“El ‘zapateado’ de Ashkenazy”
No señores, no me estoy confundiendo ni de artista ni de espectáculo. Les hablo de la jornada inaugural del V Encuentro de Música y Academia de Santander y de la presencia de Vladimir Ashkenazy al frente de la Orquesta Sinfónica del Encuentro en la velada del pasado domingo. Y para ser más precisos, les hablo del “aplauso con los piés” –me cuesta emplear el término ‘pateo’ en este caso- que los jóvenes músicos tributaron al maestro al tiempo que también era aplaudido desde el público. Un emocionante momento que puede servirnos como resumen de las intenciones de este encuentro al tiempo que compendiar un noche muy redonda de música y, como no, academia: la de Ashkenazy.
Dos horas antes de los aplausos, y las rosas para los músicos, había comenzado el concierto con el aperitivo de la Obertura de Don Giovanni de W.A Mozart como principio. Es una buena costumbre esta que, en los último años, nos ofrece la Fundación Albéniz: comenzar su encuentro estival con la formación –casi por el arte de ‘birli briloque’- de una orquesta sinfónica que suena a las mil maravillas. Con Don Giovanni empezamos a entender que todo había vuelto a funcionar, a pesar de encontrar una sonoridad algo densa y oscura, el empaste y la musicalidad ya estaban presente en la sala. El brillo apareció poco después, con las manos del maestro Ashkenazy volando sobre el teclado y los del ‘Encuentro’ arrebatadoramente entregados al Concierto número 9 de Mozart.

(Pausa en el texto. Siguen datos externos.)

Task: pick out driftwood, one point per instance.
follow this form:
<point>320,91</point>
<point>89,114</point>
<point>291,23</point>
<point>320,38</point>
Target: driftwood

Y esa misma energía, buen sonido y coherencia musical fue lo que perduró a lo largo y ancho de la Sinfonía número uno de Brahms, una obra densa y que permitió explorar y explotar las características de esta orquesta, o tal vez mejor decir del conjunto de sus miembros en una torrencial demostración de capacidades. Los últimos acordes del cuarto movimiento, perfectamente articulados, arrancando al silencio y al vacío el eco de su presencia inmediatamente anterior nos pusieron los pelos de punta. Después ya saben lo que sucedió, se lo decía al principio: rosas y aplausos, y un zapateado que puso al propio Ashkenazy a bailar al son de sus músicos. La ocasión lo merecía y el primer ‘encuentro’ con este ‘encuentro’ –permítanme la redundancia- fue inmerjoable.